Et qu’en est-il des intérêts réciproques avec la Chine ou l’Inde ? Une annexe du Musée national
d’art moderne à Shanghai semble être envisagée, alors que l’espace actuel du musée dans
Beaubourg interdit de déployer ses collections, pour la plupart en réserve, qui feraient de lui, s’il
y avait à Paris l’espace qu’elles méritent, l’un des deux plus beaux et des plus grands musées
d’art moderne du monde, avec le MOMA de New York.

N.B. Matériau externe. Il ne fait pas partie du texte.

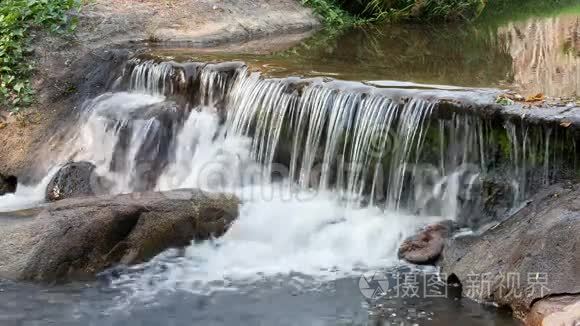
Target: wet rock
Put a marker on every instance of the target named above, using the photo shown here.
(533, 254)
(72, 180)
(426, 247)
(7, 184)
(80, 237)
(559, 310)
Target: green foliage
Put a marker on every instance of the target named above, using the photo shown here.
(348, 12)
(332, 13)
(18, 18)
(424, 10)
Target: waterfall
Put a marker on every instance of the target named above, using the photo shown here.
(170, 125)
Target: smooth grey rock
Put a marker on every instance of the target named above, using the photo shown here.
(533, 254)
(75, 179)
(80, 237)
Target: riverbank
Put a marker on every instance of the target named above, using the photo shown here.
(67, 66)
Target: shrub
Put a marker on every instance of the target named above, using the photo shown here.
(17, 19)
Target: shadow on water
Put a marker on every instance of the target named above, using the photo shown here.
(530, 54)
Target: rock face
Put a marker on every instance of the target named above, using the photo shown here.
(532, 255)
(77, 238)
(7, 184)
(560, 310)
(426, 247)
(72, 180)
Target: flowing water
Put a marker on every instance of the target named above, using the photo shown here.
(332, 175)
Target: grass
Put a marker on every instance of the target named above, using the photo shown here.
(349, 12)
(18, 19)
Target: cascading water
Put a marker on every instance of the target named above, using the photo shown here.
(333, 175)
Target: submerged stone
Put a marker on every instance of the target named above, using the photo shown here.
(425, 248)
(74, 179)
(7, 184)
(532, 255)
(80, 237)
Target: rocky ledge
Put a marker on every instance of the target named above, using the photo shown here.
(77, 238)
(529, 262)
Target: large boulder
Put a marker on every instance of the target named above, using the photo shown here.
(7, 184)
(560, 310)
(74, 179)
(78, 238)
(532, 255)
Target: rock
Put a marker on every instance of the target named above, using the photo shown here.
(80, 237)
(533, 254)
(72, 180)
(426, 247)
(560, 310)
(7, 184)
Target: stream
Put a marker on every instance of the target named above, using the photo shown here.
(333, 174)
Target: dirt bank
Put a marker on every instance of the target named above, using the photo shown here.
(74, 68)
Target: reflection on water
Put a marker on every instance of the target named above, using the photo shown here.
(531, 55)
(545, 54)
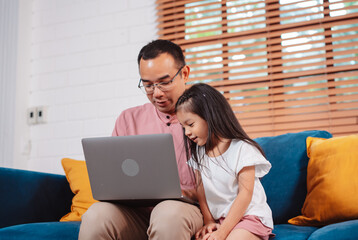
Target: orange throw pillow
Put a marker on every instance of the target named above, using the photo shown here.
(77, 177)
(332, 181)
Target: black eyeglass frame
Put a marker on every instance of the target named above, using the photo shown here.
(160, 84)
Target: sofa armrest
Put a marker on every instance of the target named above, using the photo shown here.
(28, 196)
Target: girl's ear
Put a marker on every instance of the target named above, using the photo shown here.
(185, 73)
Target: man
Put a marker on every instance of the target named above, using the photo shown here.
(163, 74)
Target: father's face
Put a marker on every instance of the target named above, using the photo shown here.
(162, 69)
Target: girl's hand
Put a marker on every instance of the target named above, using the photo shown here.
(206, 229)
(216, 235)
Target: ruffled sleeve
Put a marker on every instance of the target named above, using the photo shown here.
(249, 155)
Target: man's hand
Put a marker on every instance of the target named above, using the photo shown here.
(216, 235)
(206, 230)
(190, 193)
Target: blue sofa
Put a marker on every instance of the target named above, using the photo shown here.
(32, 203)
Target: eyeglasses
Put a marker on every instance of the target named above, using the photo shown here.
(163, 86)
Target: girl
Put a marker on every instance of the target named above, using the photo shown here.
(228, 165)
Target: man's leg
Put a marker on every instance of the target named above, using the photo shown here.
(174, 220)
(111, 221)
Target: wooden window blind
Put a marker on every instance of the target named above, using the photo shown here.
(284, 65)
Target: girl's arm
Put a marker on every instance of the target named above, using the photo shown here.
(246, 181)
(208, 218)
(209, 222)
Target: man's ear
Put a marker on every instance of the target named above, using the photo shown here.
(185, 73)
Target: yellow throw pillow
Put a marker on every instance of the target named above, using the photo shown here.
(77, 177)
(332, 181)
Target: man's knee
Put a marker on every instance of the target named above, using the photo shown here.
(168, 210)
(174, 220)
(98, 212)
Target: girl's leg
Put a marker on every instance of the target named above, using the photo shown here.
(240, 233)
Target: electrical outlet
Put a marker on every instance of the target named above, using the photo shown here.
(32, 116)
(41, 112)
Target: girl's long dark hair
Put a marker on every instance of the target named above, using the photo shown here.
(211, 105)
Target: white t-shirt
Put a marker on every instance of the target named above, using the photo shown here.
(219, 176)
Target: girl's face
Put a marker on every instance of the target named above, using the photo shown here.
(196, 128)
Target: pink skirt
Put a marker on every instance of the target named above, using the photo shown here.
(253, 224)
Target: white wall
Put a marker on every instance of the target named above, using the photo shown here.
(82, 66)
(8, 49)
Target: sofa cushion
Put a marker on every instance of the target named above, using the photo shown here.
(43, 231)
(285, 184)
(345, 230)
(48, 195)
(292, 232)
(77, 177)
(332, 181)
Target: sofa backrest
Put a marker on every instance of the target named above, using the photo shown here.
(28, 196)
(285, 184)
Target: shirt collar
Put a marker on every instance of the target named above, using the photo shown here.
(166, 118)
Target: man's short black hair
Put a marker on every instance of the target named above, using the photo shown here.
(157, 47)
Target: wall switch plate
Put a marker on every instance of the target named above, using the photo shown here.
(31, 116)
(41, 112)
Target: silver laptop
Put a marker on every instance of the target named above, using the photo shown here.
(138, 170)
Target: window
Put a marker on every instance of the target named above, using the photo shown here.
(284, 65)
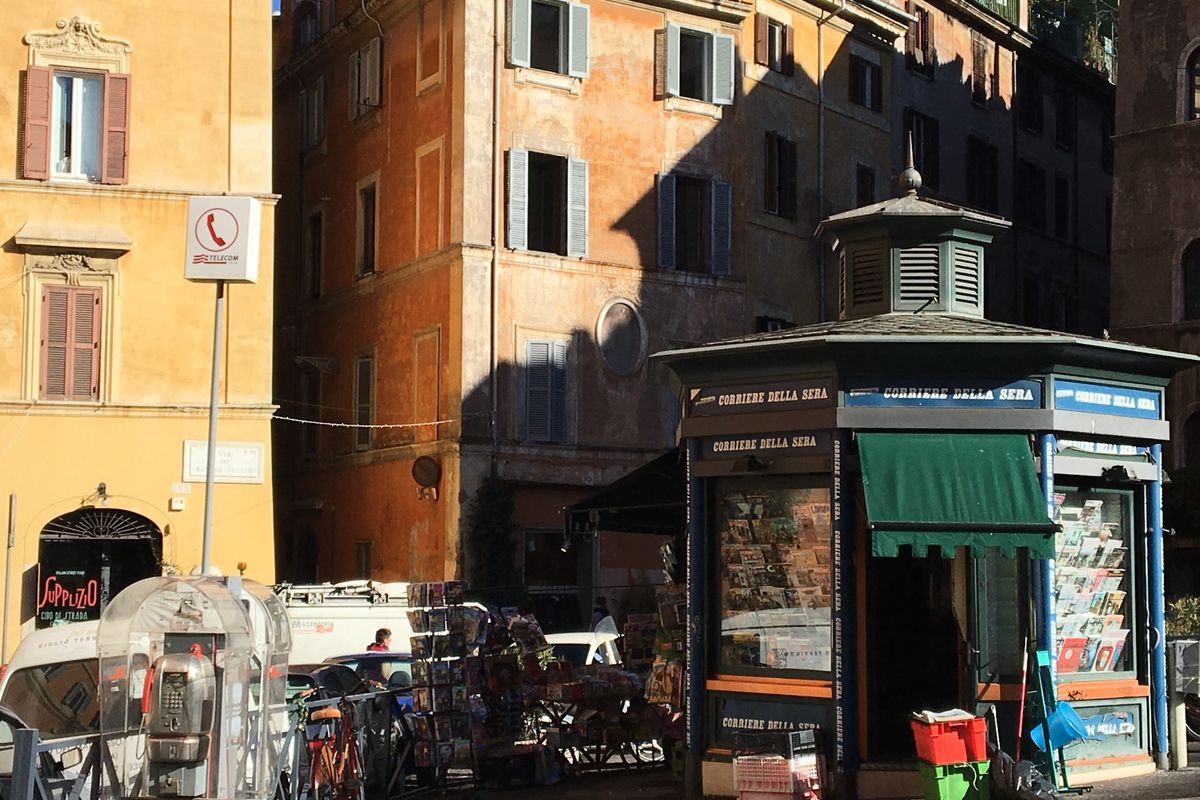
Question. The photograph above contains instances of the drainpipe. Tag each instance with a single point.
(821, 250)
(1157, 625)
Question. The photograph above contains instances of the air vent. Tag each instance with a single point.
(867, 282)
(966, 277)
(919, 281)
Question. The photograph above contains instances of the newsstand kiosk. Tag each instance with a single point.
(886, 507)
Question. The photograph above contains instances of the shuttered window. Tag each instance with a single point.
(76, 125)
(70, 343)
(546, 390)
(364, 401)
(549, 35)
(699, 64)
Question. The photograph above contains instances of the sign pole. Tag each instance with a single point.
(211, 455)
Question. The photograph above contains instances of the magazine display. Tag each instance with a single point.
(777, 585)
(1091, 582)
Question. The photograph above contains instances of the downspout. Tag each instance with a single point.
(821, 250)
(1157, 624)
(497, 193)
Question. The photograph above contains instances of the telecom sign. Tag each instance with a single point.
(222, 239)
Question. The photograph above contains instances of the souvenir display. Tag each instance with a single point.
(1091, 581)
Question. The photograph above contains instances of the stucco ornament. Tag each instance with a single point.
(77, 35)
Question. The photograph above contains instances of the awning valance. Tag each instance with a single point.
(951, 489)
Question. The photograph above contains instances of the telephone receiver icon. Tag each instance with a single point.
(213, 232)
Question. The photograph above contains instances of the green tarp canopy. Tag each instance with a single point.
(951, 489)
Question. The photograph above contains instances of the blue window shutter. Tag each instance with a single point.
(666, 221)
(576, 208)
(520, 13)
(558, 391)
(577, 38)
(519, 199)
(723, 202)
(723, 68)
(538, 361)
(672, 65)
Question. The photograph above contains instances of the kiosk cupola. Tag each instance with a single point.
(910, 254)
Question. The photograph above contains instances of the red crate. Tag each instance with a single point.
(951, 743)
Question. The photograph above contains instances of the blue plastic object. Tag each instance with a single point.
(1066, 727)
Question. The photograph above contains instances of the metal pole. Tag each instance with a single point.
(211, 455)
(1157, 624)
(7, 573)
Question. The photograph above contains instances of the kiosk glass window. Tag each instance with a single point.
(1093, 585)
(775, 579)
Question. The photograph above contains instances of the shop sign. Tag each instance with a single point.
(1103, 398)
(925, 394)
(781, 396)
(67, 596)
(793, 443)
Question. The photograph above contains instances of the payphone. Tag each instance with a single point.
(180, 708)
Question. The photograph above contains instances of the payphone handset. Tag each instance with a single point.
(183, 696)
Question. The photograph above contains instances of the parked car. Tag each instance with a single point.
(322, 681)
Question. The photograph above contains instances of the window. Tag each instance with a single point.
(369, 215)
(310, 400)
(865, 83)
(312, 114)
(364, 90)
(76, 125)
(1065, 118)
(699, 65)
(547, 203)
(1193, 86)
(978, 68)
(70, 343)
(925, 148)
(1030, 98)
(779, 175)
(546, 390)
(363, 558)
(1062, 206)
(364, 401)
(774, 44)
(1031, 191)
(864, 185)
(774, 577)
(919, 54)
(694, 223)
(315, 252)
(983, 174)
(550, 36)
(1191, 275)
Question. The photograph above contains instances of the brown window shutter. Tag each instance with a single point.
(761, 32)
(789, 50)
(114, 157)
(35, 128)
(55, 322)
(85, 344)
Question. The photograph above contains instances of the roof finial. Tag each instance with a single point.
(909, 181)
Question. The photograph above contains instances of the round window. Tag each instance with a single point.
(621, 337)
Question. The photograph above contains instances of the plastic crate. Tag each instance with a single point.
(957, 741)
(955, 781)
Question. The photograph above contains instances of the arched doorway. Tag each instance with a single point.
(87, 557)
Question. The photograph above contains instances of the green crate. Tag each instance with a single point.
(966, 781)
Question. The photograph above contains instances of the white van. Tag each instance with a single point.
(52, 680)
(339, 619)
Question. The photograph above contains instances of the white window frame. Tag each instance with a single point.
(78, 124)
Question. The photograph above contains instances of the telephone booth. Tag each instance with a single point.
(193, 672)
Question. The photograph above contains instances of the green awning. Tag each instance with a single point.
(951, 489)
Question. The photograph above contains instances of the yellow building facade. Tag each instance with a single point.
(112, 115)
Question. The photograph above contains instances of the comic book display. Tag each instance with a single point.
(1092, 582)
(777, 605)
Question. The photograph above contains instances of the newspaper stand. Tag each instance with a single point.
(193, 672)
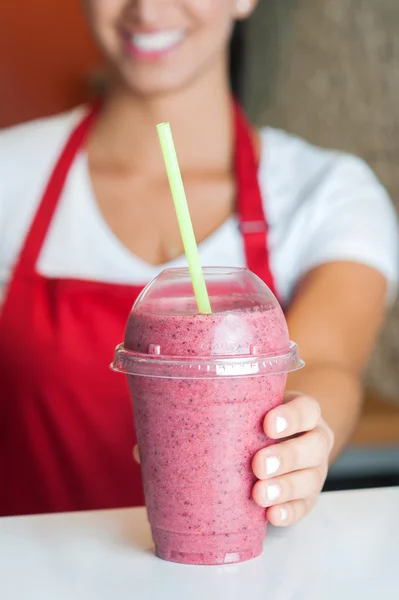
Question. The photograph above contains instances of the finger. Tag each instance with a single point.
(296, 416)
(136, 454)
(294, 486)
(283, 515)
(306, 451)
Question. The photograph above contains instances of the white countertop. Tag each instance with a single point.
(348, 548)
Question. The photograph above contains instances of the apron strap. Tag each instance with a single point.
(253, 224)
(33, 243)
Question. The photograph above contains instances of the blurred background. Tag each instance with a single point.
(327, 70)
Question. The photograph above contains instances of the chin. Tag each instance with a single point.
(155, 87)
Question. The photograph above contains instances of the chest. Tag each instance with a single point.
(140, 211)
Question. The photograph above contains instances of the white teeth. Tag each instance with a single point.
(157, 42)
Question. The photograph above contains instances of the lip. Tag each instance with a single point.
(142, 53)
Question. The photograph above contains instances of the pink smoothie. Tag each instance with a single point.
(197, 437)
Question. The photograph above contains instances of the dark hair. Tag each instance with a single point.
(237, 62)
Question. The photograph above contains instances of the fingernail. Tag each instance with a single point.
(272, 465)
(272, 492)
(281, 424)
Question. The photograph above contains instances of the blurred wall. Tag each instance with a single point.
(328, 70)
(46, 55)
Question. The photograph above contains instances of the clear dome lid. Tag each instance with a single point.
(245, 334)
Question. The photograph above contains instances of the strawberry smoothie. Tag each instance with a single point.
(201, 386)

L’ensemble des grands musées français et européens ont résisté à ces expansions ou locations
commerciales et médiatiques et les désapprouvent. Tout comme s’y opposent la plupart des
conservateurs français, contraints à un devoir de réserve contestable sur des sujets qui sont
pourtant l’essence de leur métier. Bien sûr, il faut prêter des œuvres d’art si leur état le permet
et si leur sécurité est garantie, mais gratuitement, et dans le cadre de manifestations qui
apportent une contribution à la connaissance et à l’histoire de l’art. C’était, jusqu’à présent, un
impératif moral et scientifique. Selon quel principe, soucieux de la conservation et de la mise en
valeur des collections patrimoniales, devrait-on utiliser les œuvres d’art comme des monnaies
d’échange ? Les enjeux politiques et diplomatiques doivent-ils primer sur toute autre
considération et entraîner des dépôts payants d’œuvres essentielles au patrimoine d’un pays ?
Serions-nous le seul pays d’Europe à l’envisager ?
Et imiter les locations de l’Ermitage de Saint-Pétersbourg à Las Vegas par exemple, pour pouvoir
payer ses employés ?
Qu’avons-nous en France de mieux à offrir que nos trésors d’art, qui attirent chaque année une
grande partie des 76 millions de touristes, les plus nombreux du monde ? Que l’on puisse rêver
d’un monde où circuleraient librement les hommes et les biens de consommation est légitime.
Mais les objets du patrimoine ne sont pas des biens de consommation, et préserver leur avenir,
c’est garantir, pour demain, leur valeur universelle.